This study analyzes the second law of thermodynamic for entropy generation in an irreversible hydromagneto-micropolar flow system with non-homogenous heat generation. The non-symmetric microstructure fluid flow past a stretching sheet with saturated porous non-linear media under magnetic field influence. Ignoring the fluid particle deformation, the microstructure is assumed rigid with the viscous suspended medium. The reduced dimensionless nonlinear formulated model is computationally coded and solved to obtain solutions for the entropy volumetric production, Bejan number and heat transfer magneto-micropolar fluid. The parameter dependent solutions for the flow characteristics and irreversibility processes are plotted and discussed.
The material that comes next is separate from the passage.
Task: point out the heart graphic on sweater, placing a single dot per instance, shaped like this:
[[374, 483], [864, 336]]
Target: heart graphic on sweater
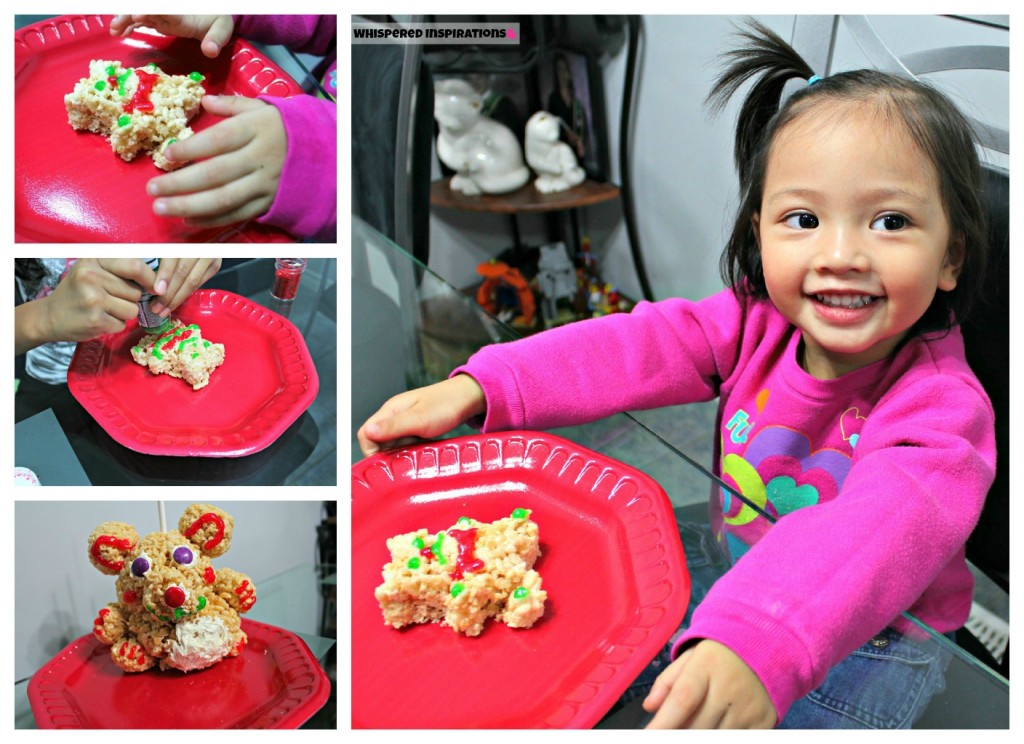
[[786, 496]]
It is revealed from the study that minimization of entropy generation in a magneto-micropolar flow system is possible by improving the thermodynamic equilibrium with low material variables, viscosity and hysteresis magnetic. Also, it is seen that the terms that encourage internal heat generation reduces the micropolar fluid viscosity in the system.

这项研究分析了具有非均质生热的不可逆水磁微极流动系统中熵产生的热力学第二定律。非对称微结构流体在磁场作用下流过带有饱和多孔非线性介质的拉伸片。忽略流体颗粒的变形，微观结构被假定为具有粘性悬浮介质的刚性。对简化的无量纲非线性公式化模型进行了计算编码和求解，从而获得了用于熵体积产生，Bejan数和传热磁微极性流体的解决方案。绘制并讨论了流动特性和不可逆过程的参数相关解。从研究中可以看出，通过改善具有低材料变量，粘度和磁滞磁滞的热力学平衡，可以使磁微极流动系统中的熵产生最小化。另外，可以看出，促进内部热量产生的术语降低了系统中的微极性流体粘度。